After reading the article regarding the city councillors wanting to define the character of White Rock, I believe White Rock emulates a multi-generational community understanding one another in order to promote richness and quality of life in an environment of natural beauty encouraging a healthy and culturally diverse lifestyle.

Let’s not create another city of high towers promoting a community of just another city that isolates many, rather than bringing all citizens together to celebrate life and beauty in this corner of the world!

S. McKenzie, White Rock

• • •

The White Rock OCP calls for 3,000 new housing units.

The ‘Imagine White Rock 2045’ survey says residents want that development located in the city core or along the North Bluff.

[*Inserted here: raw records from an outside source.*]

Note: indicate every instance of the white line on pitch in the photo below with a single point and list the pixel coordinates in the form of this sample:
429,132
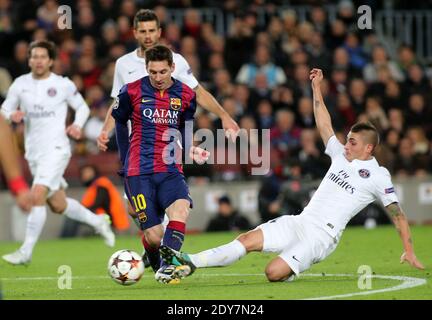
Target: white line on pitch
408,282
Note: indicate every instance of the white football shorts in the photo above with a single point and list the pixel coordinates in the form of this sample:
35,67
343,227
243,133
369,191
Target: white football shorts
48,170
298,242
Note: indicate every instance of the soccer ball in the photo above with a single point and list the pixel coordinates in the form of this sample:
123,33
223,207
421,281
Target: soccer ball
126,267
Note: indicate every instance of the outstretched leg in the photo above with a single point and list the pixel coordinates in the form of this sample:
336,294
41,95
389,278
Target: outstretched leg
71,208
278,270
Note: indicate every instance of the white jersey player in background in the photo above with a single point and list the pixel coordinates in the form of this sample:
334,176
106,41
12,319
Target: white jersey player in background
353,181
41,99
131,67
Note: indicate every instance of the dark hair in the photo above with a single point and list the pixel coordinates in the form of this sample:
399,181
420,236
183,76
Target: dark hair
373,135
49,45
145,15
159,53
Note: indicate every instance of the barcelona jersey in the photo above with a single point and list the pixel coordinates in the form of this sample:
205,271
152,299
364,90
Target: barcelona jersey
158,120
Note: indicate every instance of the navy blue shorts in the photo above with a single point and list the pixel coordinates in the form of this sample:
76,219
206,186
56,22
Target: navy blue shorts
151,194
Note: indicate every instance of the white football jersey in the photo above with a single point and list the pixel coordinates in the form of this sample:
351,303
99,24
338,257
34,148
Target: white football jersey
347,188
45,103
131,67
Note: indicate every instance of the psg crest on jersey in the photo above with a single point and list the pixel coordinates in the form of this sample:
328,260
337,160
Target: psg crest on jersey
52,92
364,173
175,103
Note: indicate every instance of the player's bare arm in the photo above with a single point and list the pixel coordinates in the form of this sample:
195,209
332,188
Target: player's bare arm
17,116
401,223
108,126
206,100
322,116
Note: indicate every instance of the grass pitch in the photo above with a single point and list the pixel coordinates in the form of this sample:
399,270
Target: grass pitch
336,277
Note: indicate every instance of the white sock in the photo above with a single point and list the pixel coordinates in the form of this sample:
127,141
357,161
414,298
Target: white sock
76,211
35,223
220,256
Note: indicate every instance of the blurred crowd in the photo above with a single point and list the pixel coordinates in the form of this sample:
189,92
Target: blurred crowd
258,72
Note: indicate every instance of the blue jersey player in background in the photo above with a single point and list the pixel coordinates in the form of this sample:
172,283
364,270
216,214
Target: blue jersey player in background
159,107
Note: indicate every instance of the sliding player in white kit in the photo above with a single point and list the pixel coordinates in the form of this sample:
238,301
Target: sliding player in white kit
353,181
43,98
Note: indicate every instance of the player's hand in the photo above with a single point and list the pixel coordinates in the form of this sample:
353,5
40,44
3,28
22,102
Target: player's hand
74,131
316,77
24,200
17,116
103,140
231,127
412,260
199,155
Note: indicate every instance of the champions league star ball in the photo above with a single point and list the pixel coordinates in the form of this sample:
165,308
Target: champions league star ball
126,267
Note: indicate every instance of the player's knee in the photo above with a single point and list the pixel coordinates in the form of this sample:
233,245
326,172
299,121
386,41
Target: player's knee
180,214
153,238
250,241
57,206
38,196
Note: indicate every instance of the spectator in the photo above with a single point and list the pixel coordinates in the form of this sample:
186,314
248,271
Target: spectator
227,218
407,163
379,62
261,65
285,136
313,162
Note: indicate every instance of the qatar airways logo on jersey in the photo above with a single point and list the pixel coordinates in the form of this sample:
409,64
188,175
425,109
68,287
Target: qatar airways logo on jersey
162,116
339,179
39,112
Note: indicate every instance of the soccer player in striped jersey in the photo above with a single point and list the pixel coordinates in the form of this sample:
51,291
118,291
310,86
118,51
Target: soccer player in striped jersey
158,107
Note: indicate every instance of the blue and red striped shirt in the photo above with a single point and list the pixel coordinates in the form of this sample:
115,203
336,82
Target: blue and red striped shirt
154,114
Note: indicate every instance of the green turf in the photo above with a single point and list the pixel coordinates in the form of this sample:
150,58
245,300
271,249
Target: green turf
379,248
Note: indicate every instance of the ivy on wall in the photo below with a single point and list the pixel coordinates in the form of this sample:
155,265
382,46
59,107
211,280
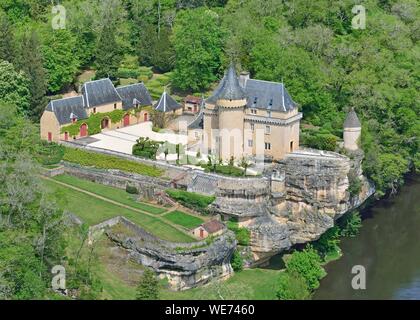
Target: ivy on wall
94,122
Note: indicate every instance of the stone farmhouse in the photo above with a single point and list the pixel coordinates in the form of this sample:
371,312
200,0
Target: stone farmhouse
97,97
250,117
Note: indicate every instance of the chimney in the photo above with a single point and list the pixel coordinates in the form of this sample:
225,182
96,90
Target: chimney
243,78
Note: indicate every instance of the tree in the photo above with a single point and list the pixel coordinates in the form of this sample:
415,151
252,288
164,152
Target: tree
291,287
108,54
306,264
198,42
58,48
148,288
14,87
31,62
7,46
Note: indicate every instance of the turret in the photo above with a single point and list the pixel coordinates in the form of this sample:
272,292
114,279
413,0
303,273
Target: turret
352,131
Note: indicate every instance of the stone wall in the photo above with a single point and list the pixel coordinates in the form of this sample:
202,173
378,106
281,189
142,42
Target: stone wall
185,265
315,195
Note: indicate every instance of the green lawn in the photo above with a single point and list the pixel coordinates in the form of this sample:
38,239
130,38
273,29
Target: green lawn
109,192
93,211
184,219
104,161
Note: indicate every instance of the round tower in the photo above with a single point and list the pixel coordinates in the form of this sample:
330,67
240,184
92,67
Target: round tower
352,131
231,103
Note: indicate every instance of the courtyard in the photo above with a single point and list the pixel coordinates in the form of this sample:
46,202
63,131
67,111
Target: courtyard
122,140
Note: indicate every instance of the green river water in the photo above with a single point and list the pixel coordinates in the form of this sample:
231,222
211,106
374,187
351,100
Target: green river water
388,246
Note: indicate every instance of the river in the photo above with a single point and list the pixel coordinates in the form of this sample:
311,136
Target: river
388,246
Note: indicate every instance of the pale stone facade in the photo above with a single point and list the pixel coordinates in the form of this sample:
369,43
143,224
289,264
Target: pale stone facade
96,97
246,117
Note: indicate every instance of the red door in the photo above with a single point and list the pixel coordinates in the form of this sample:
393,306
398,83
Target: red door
126,120
83,130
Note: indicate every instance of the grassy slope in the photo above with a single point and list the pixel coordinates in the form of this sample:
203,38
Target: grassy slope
93,211
184,219
109,192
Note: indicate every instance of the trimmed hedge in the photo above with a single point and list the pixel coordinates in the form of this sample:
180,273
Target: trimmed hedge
190,198
103,161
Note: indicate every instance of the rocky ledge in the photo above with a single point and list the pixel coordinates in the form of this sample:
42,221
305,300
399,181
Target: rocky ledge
185,265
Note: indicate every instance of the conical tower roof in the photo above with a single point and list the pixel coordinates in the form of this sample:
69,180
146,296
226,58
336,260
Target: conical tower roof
229,88
352,120
166,103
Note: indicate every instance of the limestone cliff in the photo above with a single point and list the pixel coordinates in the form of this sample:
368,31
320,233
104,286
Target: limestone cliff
185,265
305,194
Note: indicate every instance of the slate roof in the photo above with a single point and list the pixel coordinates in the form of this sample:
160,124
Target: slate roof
352,120
259,94
66,109
268,95
229,88
213,226
99,92
166,103
134,94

Developers aren’t interested in those locations.

Why?

Developers would rather destroy a neighbourhood dominated by singe-family homes – except for the Royce, a building Mayor Wayne Baldwin called ‘landmark’ at the ribbon-cutting ceremony – with not one but four highrise towers.

These buildings are to be located at the top of one of the steepest grades in the city, near Oxford at Thrift, with Oxford a two-lane road at this juncture.

Imagine indeed.

Karen Cooper, the city’s director of planning and development, is confused as to the city’s ‘character’, since it has never been officially defined. Seriously? Any one of the larger-than-normal group of citizens attending this council meeting could have educated her.

After Cooper made it clear that these towers will go ahead after minor design changes, the majority left the meeting in disgust.